A Chinese Australian is an Australian of Chinese heritage. They are part of the ethnic Chinese diaspora (or Overseas Chinese). Chinese Australians are the fifth largest ethnic group in Australia, numbering 557,021 in 2001.

The early history of Chinese Australians had involved significant immigration from villages of the Pearl River Delta in Southern China. Less well known are the kind of society Chinese Australians came from, the families they left behind and what their intentions were in coming. Many Chinese were lured to Australia by the gold rush (since the mid-19th century, Australia was dubbed the New Gold Mountain after those in North America), sent money to their families in the villages, regularly visited their families and retired to the village after years working as a Sydney market gardener, Cairns shopkeeper or Melbourne cabinet maker. As with many overseas Chinese groups the world over, early Chinese immigrants to Australia established Chinatowns in several major cities, such as in Sydney (Chinatown, Sydney), Brisbane and in Melbourne.
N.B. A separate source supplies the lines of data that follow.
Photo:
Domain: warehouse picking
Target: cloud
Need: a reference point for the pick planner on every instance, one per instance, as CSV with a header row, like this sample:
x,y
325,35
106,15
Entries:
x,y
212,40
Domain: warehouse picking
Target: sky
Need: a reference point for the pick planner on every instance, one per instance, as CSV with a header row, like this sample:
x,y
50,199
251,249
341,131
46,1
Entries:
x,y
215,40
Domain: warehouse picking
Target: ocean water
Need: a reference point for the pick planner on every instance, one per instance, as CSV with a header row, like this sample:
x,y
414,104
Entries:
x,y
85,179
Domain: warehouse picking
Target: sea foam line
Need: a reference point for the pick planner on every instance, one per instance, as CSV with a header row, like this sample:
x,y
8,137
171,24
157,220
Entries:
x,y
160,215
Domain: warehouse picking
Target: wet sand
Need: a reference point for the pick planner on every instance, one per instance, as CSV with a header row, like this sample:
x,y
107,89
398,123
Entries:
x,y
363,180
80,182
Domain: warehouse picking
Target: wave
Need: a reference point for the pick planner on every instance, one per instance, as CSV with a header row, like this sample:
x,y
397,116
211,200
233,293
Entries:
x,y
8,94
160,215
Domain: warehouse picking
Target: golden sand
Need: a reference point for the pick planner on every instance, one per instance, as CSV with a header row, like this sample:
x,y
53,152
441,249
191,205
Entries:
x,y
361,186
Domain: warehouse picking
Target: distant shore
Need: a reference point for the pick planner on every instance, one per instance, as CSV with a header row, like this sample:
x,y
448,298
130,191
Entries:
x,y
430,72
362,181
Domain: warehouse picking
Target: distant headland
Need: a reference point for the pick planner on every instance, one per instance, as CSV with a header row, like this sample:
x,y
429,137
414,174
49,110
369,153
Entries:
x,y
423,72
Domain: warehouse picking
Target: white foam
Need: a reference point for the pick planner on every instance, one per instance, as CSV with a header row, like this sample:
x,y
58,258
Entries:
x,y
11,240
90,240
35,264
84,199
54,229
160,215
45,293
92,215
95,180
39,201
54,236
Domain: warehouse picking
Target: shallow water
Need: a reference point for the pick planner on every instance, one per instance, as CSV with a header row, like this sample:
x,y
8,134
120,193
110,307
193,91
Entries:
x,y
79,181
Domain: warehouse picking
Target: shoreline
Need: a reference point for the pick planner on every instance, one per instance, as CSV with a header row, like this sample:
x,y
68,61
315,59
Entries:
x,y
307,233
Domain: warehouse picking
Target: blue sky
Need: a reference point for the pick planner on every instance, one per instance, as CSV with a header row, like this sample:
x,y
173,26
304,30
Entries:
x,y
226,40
The White Australia Policy of the early 20th Century severely curtailed the development of the Chinese communities in Australia. However, since the advent of Multiculturalism as a government policy in the 1970s, many Chinese from Hong Kong, Mainland China, Taiwan, and Southeast Asia (Malaysia, Vietnam, Cambodia, Indonesia and the Philippines) have immigrated to Australia.

Brief chronology

Earliest arrivals: 1788 to 1848

From the very beginning of the colony of New South Wales, links with China were established when several ships of the First Fleet, after dropping off their convict load, sailing for Canton to pick up goods for the return to England. The Bigge Report attributed the high level of tea drinking to 'the existence of an intercourse with China from the foundation of the Colony ...' That the ships carrying such cargo had Chinese crew members is likely and that some of the crew and possibly passengers embarked at the port of Sydney is probable. Certainly by 1818, Mak Sai Ying (also known as John Shying) had arrived and after a period of farming became, in 1829, the publican of The Lion in Parramatta. John Macarthur, a prominent pastoralist, employed three Chinese people on his properties in the 1820s. (Records may well have neglected others.)
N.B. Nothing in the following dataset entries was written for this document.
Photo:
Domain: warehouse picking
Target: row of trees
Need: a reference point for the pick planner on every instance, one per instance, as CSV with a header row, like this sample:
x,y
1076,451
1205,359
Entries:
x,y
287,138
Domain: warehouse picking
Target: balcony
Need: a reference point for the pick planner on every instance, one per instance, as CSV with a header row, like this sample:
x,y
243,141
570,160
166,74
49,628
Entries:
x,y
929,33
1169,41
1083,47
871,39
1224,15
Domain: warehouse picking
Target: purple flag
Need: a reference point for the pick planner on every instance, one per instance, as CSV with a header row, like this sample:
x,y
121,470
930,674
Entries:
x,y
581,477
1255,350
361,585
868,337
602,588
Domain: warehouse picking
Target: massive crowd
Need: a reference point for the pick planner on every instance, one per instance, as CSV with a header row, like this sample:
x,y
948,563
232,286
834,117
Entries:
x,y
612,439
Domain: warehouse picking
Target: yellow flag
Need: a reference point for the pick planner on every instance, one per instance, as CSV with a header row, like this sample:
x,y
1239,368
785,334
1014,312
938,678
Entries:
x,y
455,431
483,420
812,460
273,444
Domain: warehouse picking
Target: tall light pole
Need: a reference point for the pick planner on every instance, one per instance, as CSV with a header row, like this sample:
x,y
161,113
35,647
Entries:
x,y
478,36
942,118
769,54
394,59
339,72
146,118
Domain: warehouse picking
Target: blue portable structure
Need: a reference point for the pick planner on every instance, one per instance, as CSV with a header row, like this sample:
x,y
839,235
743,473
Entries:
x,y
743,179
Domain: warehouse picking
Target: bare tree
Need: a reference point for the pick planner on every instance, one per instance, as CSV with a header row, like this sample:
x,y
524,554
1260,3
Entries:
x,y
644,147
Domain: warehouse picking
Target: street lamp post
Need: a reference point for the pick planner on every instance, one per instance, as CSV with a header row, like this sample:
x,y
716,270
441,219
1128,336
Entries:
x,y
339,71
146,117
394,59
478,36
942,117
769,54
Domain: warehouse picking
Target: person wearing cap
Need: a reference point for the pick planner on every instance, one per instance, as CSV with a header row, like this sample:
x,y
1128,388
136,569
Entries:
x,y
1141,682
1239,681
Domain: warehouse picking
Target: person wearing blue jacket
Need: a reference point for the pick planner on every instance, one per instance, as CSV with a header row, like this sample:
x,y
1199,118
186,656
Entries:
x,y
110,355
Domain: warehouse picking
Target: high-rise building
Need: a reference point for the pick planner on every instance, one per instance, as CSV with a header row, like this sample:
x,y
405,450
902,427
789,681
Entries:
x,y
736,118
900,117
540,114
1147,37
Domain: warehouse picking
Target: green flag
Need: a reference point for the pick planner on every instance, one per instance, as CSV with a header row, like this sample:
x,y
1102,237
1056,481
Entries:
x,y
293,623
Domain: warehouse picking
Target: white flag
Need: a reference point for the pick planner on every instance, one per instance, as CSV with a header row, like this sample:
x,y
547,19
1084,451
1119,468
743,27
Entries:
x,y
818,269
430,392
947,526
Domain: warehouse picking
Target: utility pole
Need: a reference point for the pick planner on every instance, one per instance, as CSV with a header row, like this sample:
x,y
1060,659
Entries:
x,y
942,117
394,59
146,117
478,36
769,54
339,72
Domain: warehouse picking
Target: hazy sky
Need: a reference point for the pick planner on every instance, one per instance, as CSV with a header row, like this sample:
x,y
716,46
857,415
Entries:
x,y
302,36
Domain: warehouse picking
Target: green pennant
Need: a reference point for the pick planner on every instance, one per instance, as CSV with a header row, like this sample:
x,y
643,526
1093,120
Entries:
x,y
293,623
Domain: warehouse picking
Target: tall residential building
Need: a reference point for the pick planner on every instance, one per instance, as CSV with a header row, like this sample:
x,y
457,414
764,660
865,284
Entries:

Indentured labour: 1848 to 1853

After transportation of convicts ceased in the 1840s, the increasing demand for labour led to much larger numbers of Chinese men arriving as indentured labourers, to work as shepherds and irrigation experts for private landowners and the Australian Agricultural Company. These workers seemingly all came from Fujian via the port then known as Amoy (Xiamen) and some may have been brought involuntarily, as kidnapping (or the 'sale of pigs', as it was called), was common.
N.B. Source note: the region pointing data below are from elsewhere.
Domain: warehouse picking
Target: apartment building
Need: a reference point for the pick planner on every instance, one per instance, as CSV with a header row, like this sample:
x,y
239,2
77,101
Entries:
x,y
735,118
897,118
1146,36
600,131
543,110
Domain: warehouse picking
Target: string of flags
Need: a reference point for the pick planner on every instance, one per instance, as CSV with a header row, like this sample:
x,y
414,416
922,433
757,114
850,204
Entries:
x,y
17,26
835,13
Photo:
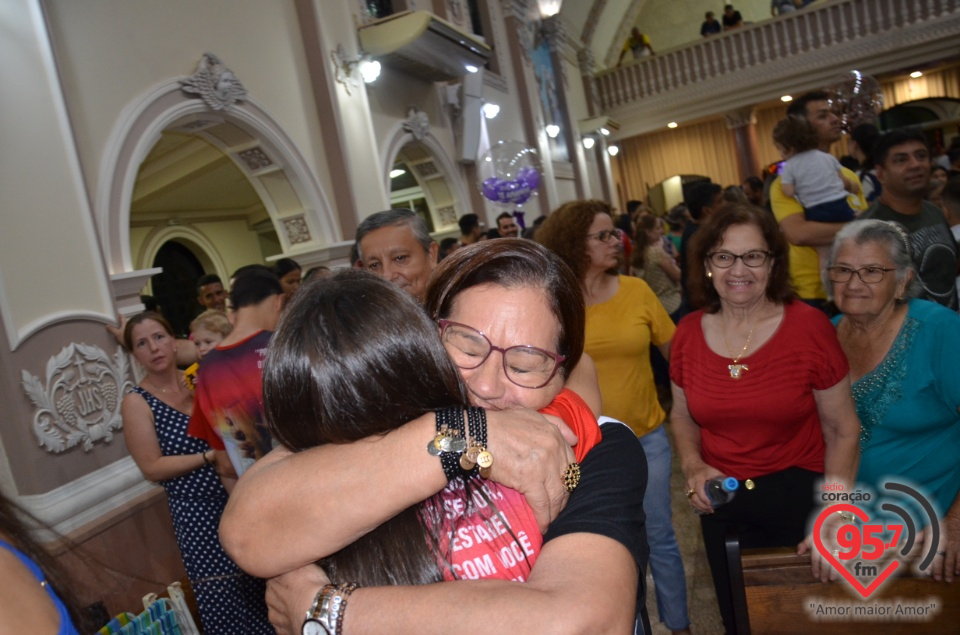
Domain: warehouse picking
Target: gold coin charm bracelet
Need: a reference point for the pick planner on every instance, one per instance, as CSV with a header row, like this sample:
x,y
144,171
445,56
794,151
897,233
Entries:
x,y
462,449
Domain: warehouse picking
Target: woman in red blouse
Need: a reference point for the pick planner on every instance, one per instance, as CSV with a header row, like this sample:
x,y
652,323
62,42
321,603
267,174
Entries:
x,y
760,392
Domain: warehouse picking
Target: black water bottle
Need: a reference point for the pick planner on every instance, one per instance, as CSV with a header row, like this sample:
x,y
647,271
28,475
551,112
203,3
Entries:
x,y
721,490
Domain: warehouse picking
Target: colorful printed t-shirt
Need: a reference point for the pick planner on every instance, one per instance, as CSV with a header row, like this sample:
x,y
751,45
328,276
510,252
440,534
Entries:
x,y
228,402
504,542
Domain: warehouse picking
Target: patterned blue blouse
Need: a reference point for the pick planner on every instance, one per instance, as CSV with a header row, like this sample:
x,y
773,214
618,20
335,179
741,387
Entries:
x,y
908,408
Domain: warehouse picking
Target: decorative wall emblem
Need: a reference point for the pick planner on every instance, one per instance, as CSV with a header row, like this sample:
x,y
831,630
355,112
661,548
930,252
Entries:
x,y
216,84
255,159
417,123
297,230
80,403
448,215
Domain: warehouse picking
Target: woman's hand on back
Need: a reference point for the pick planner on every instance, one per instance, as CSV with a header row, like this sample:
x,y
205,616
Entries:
x,y
530,456
290,595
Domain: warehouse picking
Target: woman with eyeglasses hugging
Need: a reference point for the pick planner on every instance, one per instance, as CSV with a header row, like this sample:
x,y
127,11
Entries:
x,y
904,359
624,317
760,394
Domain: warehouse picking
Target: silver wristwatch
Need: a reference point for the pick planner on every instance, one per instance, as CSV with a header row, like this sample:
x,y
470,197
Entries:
x,y
325,616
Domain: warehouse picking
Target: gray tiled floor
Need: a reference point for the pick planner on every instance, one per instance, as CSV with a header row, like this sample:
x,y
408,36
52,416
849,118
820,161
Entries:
x,y
701,599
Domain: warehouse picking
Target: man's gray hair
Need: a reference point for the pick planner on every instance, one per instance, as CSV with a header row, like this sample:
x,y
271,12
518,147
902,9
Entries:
x,y
892,236
394,218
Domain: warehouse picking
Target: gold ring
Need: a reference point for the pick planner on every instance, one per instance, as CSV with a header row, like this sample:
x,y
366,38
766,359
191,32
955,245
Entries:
x,y
571,477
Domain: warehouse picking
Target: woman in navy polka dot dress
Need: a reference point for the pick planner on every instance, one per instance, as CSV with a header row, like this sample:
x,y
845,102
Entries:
x,y
155,420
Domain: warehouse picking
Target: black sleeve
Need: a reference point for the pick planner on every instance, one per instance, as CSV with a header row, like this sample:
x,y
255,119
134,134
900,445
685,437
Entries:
x,y
609,499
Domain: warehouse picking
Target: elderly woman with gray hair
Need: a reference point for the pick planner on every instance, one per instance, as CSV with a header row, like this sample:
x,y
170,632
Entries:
x,y
904,359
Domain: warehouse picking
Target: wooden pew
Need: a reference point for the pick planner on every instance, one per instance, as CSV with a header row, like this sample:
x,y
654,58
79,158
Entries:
x,y
773,590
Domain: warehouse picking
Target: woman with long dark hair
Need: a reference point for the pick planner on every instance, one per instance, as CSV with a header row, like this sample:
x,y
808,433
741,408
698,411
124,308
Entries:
x,y
354,357
510,318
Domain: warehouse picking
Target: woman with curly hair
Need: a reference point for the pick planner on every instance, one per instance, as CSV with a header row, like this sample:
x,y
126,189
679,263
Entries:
x,y
624,317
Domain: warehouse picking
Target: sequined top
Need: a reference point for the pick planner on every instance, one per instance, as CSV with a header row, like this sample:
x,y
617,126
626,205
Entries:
x,y
908,407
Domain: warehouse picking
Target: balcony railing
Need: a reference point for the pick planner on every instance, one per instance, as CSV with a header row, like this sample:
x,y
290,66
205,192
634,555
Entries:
x,y
816,28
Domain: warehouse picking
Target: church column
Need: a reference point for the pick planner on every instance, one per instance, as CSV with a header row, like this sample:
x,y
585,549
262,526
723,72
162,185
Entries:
x,y
742,125
520,21
587,63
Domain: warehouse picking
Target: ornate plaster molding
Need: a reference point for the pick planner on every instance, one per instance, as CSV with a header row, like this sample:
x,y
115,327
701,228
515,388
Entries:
x,y
417,123
216,84
80,402
297,230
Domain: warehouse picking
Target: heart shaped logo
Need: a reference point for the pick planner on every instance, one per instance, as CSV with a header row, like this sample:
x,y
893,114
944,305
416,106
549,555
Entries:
x,y
865,591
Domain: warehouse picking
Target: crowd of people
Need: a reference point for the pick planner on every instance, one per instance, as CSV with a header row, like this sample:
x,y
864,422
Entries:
x,y
491,430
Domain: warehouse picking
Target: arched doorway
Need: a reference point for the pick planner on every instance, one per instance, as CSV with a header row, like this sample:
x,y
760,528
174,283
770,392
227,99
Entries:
x,y
296,209
175,288
421,177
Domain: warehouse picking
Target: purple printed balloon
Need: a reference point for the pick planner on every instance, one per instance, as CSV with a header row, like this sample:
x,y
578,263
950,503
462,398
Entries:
x,y
489,188
515,170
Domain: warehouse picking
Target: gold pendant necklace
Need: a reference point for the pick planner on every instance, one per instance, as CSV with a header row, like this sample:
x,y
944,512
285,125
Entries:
x,y
164,390
736,368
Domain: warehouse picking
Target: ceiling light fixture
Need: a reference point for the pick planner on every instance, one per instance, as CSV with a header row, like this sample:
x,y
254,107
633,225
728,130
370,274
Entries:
x,y
549,8
490,110
369,71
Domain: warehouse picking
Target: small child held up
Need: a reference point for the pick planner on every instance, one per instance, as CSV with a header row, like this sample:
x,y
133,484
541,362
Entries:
x,y
813,177
207,331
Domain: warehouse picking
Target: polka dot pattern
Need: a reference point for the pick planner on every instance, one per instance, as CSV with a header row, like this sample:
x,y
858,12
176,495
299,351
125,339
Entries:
x,y
229,600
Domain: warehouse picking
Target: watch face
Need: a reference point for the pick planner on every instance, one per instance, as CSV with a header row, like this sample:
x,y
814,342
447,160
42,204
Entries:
x,y
313,627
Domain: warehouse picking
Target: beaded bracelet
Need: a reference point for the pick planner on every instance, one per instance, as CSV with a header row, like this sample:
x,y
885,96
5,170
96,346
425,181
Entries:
x,y
449,443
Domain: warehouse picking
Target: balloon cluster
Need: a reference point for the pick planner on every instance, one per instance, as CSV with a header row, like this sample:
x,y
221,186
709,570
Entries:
x,y
858,100
516,173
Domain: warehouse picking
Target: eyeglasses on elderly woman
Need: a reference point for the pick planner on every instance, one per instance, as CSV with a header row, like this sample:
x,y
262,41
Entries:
x,y
867,275
725,259
525,366
606,234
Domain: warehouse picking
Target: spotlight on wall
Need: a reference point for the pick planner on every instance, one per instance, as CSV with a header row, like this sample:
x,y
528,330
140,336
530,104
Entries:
x,y
549,8
369,70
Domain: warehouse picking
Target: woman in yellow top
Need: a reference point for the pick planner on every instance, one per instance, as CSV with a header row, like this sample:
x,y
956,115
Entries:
x,y
623,318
Between 1848 and 1853, over 3,000 Chinese workers on contracts arrived via the Port of Sydney for employment in the NSW countryside. Resistance to this cheap labour occurred as soon as it arrived, and, like such protests later in the century, was heavily mixed with racism. Little is known of the habits of such men or their relations with other NSW residents except for those that appear in the records of the courts and mental asylums. Some stayed for the term of their contracts and then left for home, but there is evidence that others spent the rest of their lives in NSW.

Gold rushes: 1853 to 1877

Attempts at importing contracted labour ended with the discovery of gold as those contracted at minimal wages could and did simply head for the diggings. Large numbers of Chinese men were working on the Victorian goldfields and on the smaller NSW fields in the mid 1850s. With major gold finds in NSW and the passing of more restrictive anti-Chinese legislation in Victoria, thousands of miners moved to NSW in 1859, and more miners continued to come from China. Fish curing, stores and dormitories in places such as The Rocks, soon developed to support the miners on the fields as well as those on their way to the diggings or back to China. The presence of numerous Chinese on the diggings led to anti-Chinese agitation, including violent clashes such as the Lambing Flat riots, the immediate result of which was the passing of an Act in 1861 designed to reduce the number of Chinese people entering the colony.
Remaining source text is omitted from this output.